The two dressed in loose, skimpy, flowy clothes because of their environment’s heat, Mescal matches Ronan sweat droplet for sweat droplet, his Junior an impulsive and stubborn man striving to get closer to Henrietta at the very moment he’s planning to leave. Together, they’re a vibrant, vigorous pair—sad, angry and despondent—and in some of Davis’ numerous scenes of the duo wandering and frolicking through the sun-singed, windswept desert plains, the film channels a bit of Bernardo Bertolucci’s The Sweltering Sky with a dash of Terrence Malick’s Days of Heaven thrown in for good measure.

Aaron Pierre in Foe
Amazon Studios

Evocatively shot by Mátyás Erdély and scored by Oliver Coates, Park Jiha and Agnes Obel, Foe has atmosphere to spare. Alas, it ultimately doesn’t know what to do with it, and resorts to leaning into (oft-nude) Mescal’s histrionics.
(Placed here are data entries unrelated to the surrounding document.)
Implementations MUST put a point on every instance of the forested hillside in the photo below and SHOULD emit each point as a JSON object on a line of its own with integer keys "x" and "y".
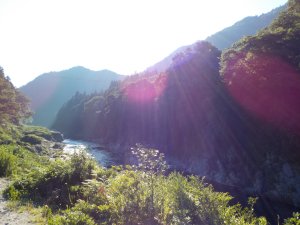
{"x": 226, "y": 37}
{"x": 238, "y": 127}
{"x": 13, "y": 105}
{"x": 49, "y": 91}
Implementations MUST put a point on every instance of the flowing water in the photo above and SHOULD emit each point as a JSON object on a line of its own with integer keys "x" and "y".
{"x": 102, "y": 156}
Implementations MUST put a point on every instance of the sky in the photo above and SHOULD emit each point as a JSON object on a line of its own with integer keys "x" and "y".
{"x": 39, "y": 36}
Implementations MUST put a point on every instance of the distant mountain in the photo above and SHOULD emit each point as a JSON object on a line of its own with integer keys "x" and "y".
{"x": 226, "y": 37}
{"x": 231, "y": 116}
{"x": 49, "y": 91}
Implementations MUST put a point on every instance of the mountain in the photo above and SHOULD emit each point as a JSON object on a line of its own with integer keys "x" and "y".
{"x": 226, "y": 37}
{"x": 231, "y": 116}
{"x": 49, "y": 91}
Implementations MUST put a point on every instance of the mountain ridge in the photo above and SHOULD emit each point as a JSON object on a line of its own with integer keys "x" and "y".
{"x": 49, "y": 91}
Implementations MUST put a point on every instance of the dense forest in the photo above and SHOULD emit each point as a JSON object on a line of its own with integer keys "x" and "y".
{"x": 62, "y": 189}
{"x": 232, "y": 116}
{"x": 49, "y": 91}
{"x": 224, "y": 117}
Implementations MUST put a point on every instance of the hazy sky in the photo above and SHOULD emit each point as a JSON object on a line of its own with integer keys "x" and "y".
{"x": 125, "y": 36}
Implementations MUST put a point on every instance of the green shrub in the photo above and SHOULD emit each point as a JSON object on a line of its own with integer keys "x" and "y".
{"x": 294, "y": 220}
{"x": 7, "y": 162}
{"x": 55, "y": 183}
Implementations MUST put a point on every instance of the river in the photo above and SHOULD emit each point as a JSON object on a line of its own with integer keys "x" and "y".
{"x": 98, "y": 152}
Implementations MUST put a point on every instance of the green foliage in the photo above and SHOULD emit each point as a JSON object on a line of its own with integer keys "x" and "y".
{"x": 294, "y": 220}
{"x": 149, "y": 160}
{"x": 55, "y": 183}
{"x": 7, "y": 162}
{"x": 13, "y": 105}
{"x": 114, "y": 196}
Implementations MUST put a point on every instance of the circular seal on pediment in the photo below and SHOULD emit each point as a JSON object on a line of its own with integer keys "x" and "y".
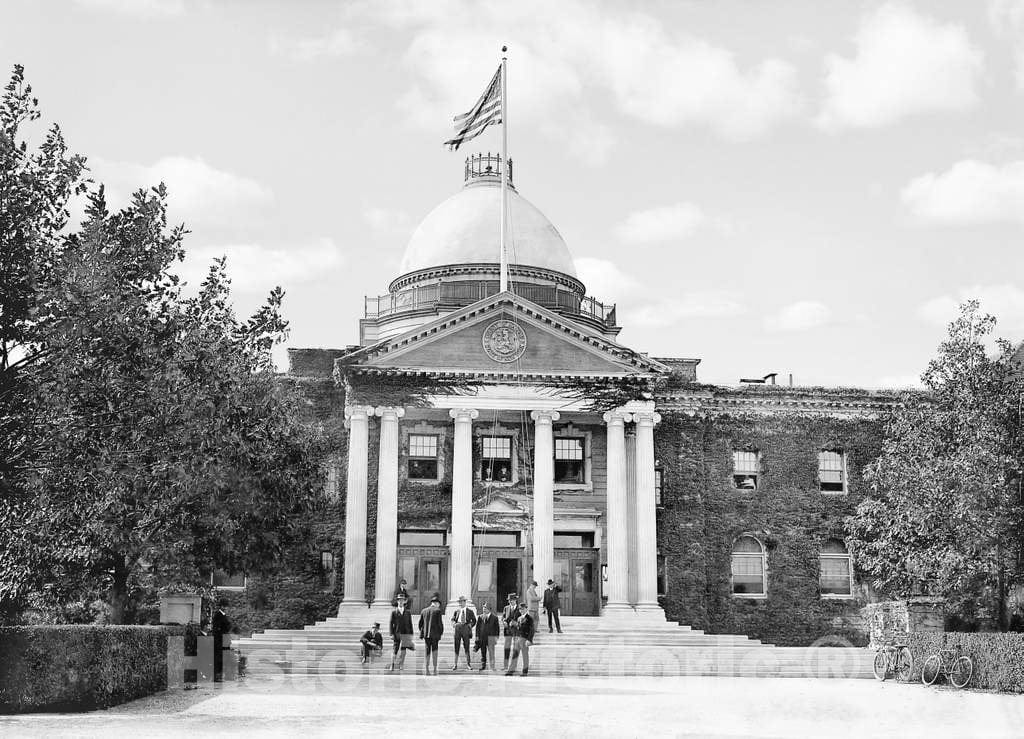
{"x": 504, "y": 341}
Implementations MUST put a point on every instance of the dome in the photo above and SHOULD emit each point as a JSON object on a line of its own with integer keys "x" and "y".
{"x": 463, "y": 229}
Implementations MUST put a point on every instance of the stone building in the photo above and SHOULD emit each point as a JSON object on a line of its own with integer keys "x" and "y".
{"x": 494, "y": 438}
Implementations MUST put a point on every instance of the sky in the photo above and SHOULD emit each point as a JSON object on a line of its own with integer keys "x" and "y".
{"x": 799, "y": 186}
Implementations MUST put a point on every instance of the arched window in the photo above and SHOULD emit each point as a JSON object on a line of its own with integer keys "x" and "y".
{"x": 836, "y": 579}
{"x": 749, "y": 568}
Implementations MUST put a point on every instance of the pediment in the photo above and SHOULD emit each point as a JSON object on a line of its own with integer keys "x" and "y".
{"x": 506, "y": 335}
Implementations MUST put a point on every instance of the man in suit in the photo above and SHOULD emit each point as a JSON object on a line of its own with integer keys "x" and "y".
{"x": 372, "y": 641}
{"x": 509, "y": 615}
{"x": 463, "y": 619}
{"x": 523, "y": 640}
{"x": 487, "y": 629}
{"x": 551, "y": 604}
{"x": 431, "y": 628}
{"x": 401, "y": 633}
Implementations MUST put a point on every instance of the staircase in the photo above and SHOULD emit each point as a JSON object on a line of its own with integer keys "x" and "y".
{"x": 588, "y": 646}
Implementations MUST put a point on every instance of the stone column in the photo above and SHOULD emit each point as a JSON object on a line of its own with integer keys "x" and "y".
{"x": 354, "y": 599}
{"x": 544, "y": 492}
{"x": 461, "y": 547}
{"x": 617, "y": 517}
{"x": 631, "y": 508}
{"x": 646, "y": 519}
{"x": 387, "y": 507}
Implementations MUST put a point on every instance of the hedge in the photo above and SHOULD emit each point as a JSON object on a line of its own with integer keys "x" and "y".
{"x": 998, "y": 658}
{"x": 80, "y": 667}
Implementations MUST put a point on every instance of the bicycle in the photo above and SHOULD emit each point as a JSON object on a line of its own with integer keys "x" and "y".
{"x": 895, "y": 659}
{"x": 956, "y": 667}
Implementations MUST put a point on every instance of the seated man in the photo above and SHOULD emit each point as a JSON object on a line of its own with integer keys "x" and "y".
{"x": 373, "y": 643}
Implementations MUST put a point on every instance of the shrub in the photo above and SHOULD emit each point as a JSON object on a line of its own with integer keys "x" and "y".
{"x": 80, "y": 667}
{"x": 998, "y": 658}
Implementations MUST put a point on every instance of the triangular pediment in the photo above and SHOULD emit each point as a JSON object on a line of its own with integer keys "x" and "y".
{"x": 506, "y": 335}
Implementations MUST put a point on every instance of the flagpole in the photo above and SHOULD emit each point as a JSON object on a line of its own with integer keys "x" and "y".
{"x": 503, "y": 170}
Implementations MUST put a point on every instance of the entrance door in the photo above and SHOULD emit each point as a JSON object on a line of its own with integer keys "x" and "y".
{"x": 508, "y": 580}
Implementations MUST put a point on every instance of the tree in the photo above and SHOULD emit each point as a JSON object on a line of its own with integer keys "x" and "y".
{"x": 156, "y": 442}
{"x": 945, "y": 512}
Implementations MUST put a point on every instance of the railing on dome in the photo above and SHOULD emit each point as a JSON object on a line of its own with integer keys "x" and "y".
{"x": 485, "y": 165}
{"x": 456, "y": 295}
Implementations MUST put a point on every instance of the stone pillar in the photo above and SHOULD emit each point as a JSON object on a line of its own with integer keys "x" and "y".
{"x": 354, "y": 599}
{"x": 631, "y": 509}
{"x": 646, "y": 519}
{"x": 544, "y": 492}
{"x": 461, "y": 547}
{"x": 387, "y": 507}
{"x": 617, "y": 516}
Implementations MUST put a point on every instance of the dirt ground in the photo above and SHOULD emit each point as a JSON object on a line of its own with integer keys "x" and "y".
{"x": 463, "y": 704}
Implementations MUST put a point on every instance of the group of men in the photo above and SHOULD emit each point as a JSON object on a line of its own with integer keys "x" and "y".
{"x": 517, "y": 624}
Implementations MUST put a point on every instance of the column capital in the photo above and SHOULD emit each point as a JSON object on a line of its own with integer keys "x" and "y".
{"x": 617, "y": 417}
{"x": 647, "y": 418}
{"x": 358, "y": 411}
{"x": 545, "y": 417}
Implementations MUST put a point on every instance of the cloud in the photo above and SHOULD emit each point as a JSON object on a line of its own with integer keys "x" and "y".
{"x": 970, "y": 192}
{"x": 141, "y": 8}
{"x": 1006, "y": 302}
{"x": 340, "y": 42}
{"x": 667, "y": 223}
{"x": 904, "y": 63}
{"x": 256, "y": 268}
{"x": 569, "y": 56}
{"x": 198, "y": 192}
{"x": 609, "y": 284}
{"x": 802, "y": 315}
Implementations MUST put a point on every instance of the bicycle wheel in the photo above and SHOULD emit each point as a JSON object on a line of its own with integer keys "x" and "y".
{"x": 960, "y": 676}
{"x": 881, "y": 665}
{"x": 904, "y": 664}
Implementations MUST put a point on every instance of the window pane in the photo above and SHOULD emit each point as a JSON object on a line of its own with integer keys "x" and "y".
{"x": 568, "y": 449}
{"x": 407, "y": 571}
{"x": 422, "y": 538}
{"x": 484, "y": 572}
{"x": 420, "y": 445}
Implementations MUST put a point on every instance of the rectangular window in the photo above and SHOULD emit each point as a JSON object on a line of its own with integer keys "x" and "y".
{"x": 569, "y": 461}
{"x": 496, "y": 463}
{"x": 745, "y": 470}
{"x": 573, "y": 539}
{"x": 422, "y": 457}
{"x": 832, "y": 471}
{"x": 484, "y": 575}
{"x": 220, "y": 578}
{"x": 496, "y": 538}
{"x": 422, "y": 538}
{"x": 327, "y": 570}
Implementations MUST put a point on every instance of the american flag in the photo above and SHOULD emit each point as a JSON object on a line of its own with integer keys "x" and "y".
{"x": 486, "y": 111}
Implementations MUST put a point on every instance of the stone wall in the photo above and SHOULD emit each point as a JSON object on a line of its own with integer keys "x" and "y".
{"x": 702, "y": 515}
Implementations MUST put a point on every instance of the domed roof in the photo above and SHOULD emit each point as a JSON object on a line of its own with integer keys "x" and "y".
{"x": 463, "y": 229}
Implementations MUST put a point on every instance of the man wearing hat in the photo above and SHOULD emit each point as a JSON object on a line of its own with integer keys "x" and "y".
{"x": 372, "y": 641}
{"x": 401, "y": 632}
{"x": 523, "y": 640}
{"x": 431, "y": 628}
{"x": 510, "y": 615}
{"x": 463, "y": 619}
{"x": 551, "y": 604}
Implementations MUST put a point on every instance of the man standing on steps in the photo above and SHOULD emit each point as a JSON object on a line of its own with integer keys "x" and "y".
{"x": 523, "y": 641}
{"x": 551, "y": 604}
{"x": 464, "y": 619}
{"x": 431, "y": 628}
{"x": 401, "y": 633}
{"x": 509, "y": 616}
{"x": 487, "y": 629}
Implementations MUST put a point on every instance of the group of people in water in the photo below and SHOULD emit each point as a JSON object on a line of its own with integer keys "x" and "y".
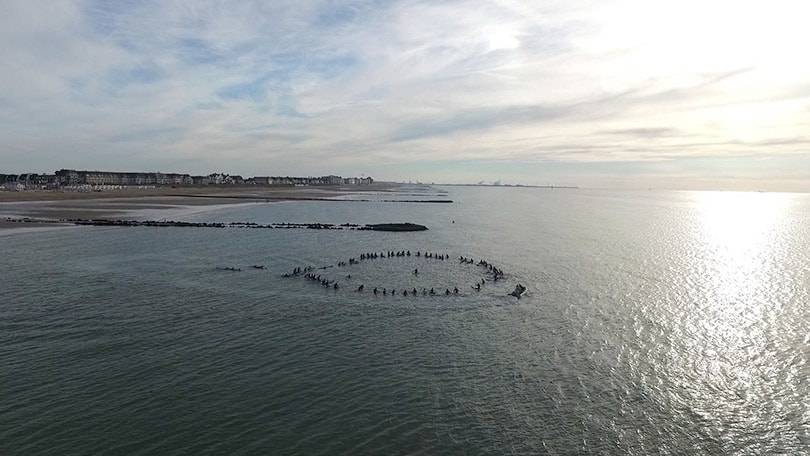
{"x": 307, "y": 272}
{"x": 402, "y": 253}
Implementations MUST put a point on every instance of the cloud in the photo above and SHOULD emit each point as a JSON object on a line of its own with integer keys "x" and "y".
{"x": 308, "y": 87}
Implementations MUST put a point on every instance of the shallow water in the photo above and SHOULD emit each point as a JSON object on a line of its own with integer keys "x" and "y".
{"x": 656, "y": 323}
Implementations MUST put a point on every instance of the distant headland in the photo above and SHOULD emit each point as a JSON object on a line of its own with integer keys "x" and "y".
{"x": 69, "y": 179}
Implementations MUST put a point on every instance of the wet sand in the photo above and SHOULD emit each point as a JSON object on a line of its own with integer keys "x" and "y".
{"x": 53, "y": 206}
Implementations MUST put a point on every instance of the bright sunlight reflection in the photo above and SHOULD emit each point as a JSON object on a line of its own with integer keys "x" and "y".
{"x": 739, "y": 232}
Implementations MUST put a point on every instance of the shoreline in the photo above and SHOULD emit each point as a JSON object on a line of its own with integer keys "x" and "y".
{"x": 49, "y": 209}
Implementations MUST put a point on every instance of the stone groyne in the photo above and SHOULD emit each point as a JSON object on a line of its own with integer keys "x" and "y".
{"x": 398, "y": 227}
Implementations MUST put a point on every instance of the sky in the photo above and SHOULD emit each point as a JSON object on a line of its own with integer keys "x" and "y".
{"x": 691, "y": 94}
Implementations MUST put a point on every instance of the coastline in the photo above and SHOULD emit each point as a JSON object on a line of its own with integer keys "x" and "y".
{"x": 49, "y": 209}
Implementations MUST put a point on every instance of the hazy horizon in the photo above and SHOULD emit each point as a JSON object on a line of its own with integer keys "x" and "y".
{"x": 597, "y": 94}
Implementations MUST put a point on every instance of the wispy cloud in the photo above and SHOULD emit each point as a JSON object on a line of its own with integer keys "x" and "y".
{"x": 392, "y": 88}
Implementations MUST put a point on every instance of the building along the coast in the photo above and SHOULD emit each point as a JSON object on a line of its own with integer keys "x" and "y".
{"x": 91, "y": 179}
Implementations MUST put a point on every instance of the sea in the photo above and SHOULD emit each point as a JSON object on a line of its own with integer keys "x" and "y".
{"x": 654, "y": 323}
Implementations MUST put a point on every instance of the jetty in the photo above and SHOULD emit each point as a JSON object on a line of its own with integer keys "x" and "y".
{"x": 398, "y": 227}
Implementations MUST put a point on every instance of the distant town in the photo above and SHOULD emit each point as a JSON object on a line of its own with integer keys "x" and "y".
{"x": 73, "y": 180}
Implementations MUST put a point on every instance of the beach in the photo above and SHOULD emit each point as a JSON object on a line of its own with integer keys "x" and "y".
{"x": 47, "y": 208}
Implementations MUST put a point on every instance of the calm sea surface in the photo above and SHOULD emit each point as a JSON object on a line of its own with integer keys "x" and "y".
{"x": 655, "y": 323}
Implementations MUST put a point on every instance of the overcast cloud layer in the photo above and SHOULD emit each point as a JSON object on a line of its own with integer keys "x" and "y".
{"x": 596, "y": 93}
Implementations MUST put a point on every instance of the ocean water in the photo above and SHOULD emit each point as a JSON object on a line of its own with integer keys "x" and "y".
{"x": 655, "y": 323}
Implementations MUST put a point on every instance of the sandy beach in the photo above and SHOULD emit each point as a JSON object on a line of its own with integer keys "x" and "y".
{"x": 48, "y": 208}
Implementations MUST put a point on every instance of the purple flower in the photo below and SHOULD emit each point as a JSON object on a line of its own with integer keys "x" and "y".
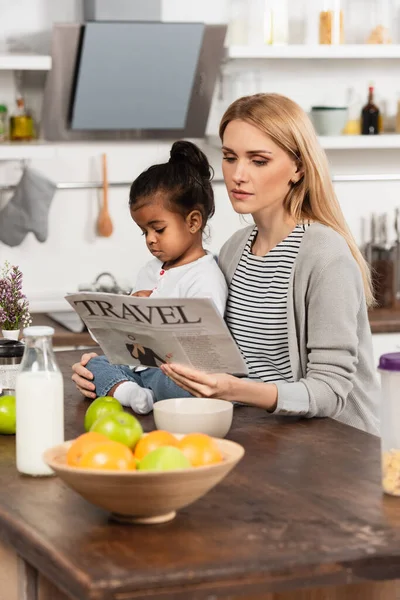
{"x": 14, "y": 306}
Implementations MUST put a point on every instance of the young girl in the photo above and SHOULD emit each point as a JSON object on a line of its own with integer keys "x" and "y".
{"x": 171, "y": 204}
{"x": 298, "y": 285}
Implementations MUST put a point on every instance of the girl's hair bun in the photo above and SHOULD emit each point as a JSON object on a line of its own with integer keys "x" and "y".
{"x": 189, "y": 154}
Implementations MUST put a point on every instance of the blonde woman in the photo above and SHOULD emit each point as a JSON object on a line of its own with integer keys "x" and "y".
{"x": 298, "y": 286}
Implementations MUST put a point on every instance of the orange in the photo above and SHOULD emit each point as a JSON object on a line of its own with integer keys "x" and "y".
{"x": 81, "y": 445}
{"x": 152, "y": 441}
{"x": 108, "y": 455}
{"x": 200, "y": 449}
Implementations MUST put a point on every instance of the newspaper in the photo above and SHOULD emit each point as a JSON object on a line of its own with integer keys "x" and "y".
{"x": 151, "y": 331}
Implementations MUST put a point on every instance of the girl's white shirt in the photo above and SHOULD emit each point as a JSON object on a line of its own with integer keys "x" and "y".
{"x": 201, "y": 278}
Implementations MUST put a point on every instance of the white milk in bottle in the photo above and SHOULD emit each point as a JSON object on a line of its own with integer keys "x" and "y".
{"x": 40, "y": 402}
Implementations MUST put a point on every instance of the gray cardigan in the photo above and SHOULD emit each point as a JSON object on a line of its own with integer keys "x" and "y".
{"x": 330, "y": 342}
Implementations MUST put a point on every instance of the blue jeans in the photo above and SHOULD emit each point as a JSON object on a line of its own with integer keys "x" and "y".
{"x": 106, "y": 375}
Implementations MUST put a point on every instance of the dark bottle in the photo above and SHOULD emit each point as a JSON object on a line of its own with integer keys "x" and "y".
{"x": 370, "y": 116}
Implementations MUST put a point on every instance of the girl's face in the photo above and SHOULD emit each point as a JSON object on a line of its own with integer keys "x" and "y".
{"x": 169, "y": 236}
{"x": 257, "y": 172}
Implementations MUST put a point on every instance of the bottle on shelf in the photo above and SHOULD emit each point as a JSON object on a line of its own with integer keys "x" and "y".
{"x": 238, "y": 34}
{"x": 21, "y": 124}
{"x": 370, "y": 115}
{"x": 3, "y": 123}
{"x": 331, "y": 26}
{"x": 39, "y": 395}
{"x": 276, "y": 22}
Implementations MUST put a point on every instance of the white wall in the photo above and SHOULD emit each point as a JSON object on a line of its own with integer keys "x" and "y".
{"x": 73, "y": 254}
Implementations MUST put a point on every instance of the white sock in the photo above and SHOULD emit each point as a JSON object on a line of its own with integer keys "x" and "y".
{"x": 140, "y": 399}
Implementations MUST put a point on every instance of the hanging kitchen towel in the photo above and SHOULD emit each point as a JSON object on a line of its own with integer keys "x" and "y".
{"x": 28, "y": 209}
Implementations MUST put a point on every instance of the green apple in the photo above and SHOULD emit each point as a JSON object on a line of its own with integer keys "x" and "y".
{"x": 120, "y": 427}
{"x": 165, "y": 458}
{"x": 8, "y": 418}
{"x": 103, "y": 405}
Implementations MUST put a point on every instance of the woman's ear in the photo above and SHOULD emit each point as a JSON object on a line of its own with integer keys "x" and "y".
{"x": 194, "y": 221}
{"x": 298, "y": 174}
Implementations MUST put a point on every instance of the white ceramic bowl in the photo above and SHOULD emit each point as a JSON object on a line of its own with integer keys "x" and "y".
{"x": 189, "y": 415}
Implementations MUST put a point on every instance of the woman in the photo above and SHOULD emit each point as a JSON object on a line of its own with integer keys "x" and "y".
{"x": 298, "y": 285}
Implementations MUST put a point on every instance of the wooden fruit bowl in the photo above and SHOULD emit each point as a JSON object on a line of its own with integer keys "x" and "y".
{"x": 143, "y": 496}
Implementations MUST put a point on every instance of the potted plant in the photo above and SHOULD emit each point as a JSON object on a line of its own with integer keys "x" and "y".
{"x": 14, "y": 306}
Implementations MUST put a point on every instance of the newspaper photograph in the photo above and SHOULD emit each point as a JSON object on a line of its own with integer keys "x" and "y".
{"x": 151, "y": 331}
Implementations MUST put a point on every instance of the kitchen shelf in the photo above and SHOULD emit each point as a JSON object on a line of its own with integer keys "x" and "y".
{"x": 25, "y": 62}
{"x": 343, "y": 142}
{"x": 360, "y": 142}
{"x": 26, "y": 150}
{"x": 319, "y": 51}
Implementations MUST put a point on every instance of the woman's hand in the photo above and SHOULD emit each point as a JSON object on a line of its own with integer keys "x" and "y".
{"x": 202, "y": 385}
{"x": 142, "y": 293}
{"x": 224, "y": 386}
{"x": 82, "y": 376}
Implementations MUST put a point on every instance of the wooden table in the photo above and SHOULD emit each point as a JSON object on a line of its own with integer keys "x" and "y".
{"x": 301, "y": 517}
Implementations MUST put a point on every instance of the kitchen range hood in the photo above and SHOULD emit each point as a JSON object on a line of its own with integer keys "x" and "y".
{"x": 131, "y": 80}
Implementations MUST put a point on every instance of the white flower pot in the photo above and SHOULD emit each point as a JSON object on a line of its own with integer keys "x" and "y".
{"x": 10, "y": 334}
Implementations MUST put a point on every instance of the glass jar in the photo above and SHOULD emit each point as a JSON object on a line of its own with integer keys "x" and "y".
{"x": 21, "y": 124}
{"x": 3, "y": 122}
{"x": 40, "y": 402}
{"x": 389, "y": 368}
{"x": 276, "y": 22}
{"x": 11, "y": 352}
{"x": 331, "y": 22}
{"x": 238, "y": 25}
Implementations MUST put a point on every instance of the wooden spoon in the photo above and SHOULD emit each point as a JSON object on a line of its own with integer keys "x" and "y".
{"x": 104, "y": 223}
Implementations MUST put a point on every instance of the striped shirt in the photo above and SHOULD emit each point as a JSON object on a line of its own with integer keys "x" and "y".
{"x": 256, "y": 311}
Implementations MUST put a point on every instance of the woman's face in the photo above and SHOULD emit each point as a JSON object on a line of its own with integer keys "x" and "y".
{"x": 257, "y": 172}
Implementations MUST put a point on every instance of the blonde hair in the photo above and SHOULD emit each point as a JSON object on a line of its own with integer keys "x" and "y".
{"x": 313, "y": 197}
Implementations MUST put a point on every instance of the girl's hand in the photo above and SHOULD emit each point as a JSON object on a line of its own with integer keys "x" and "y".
{"x": 82, "y": 377}
{"x": 142, "y": 293}
{"x": 202, "y": 385}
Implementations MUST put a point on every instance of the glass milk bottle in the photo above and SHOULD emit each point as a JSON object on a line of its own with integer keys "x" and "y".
{"x": 389, "y": 368}
{"x": 40, "y": 402}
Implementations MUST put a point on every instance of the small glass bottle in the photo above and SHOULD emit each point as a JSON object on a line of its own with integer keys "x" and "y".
{"x": 389, "y": 368}
{"x": 370, "y": 116}
{"x": 276, "y": 22}
{"x": 40, "y": 402}
{"x": 21, "y": 124}
{"x": 380, "y": 30}
{"x": 3, "y": 122}
{"x": 238, "y": 26}
{"x": 331, "y": 29}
Let off the proverbial leash in the film’s second half, the leading man goes overboard, wailing, fuming, cackling, and furiously punching walls, but the more energy he exerts, the less Junior feels genuine, and not in an intentional way. Issues regarding artificial intelligence, amour, completeness, rebirth and fresh starts are all fundamental to Davis and Reid’s tale, yet the director’s oblique plotting grows wearisome and his final act’s drama frequently verges on the laughable—and, in its big-revelation scene, tips over into it, after which a prolonged coda reveals that the entire affair is about becoming real via the synthetic.

While Ronan and Mescal are charismatic throughout, their individual and joint magnetism only takes the proceedings so far. Its late melodrama overcooked and self-conscious, Foe proves to be its own worst enemy.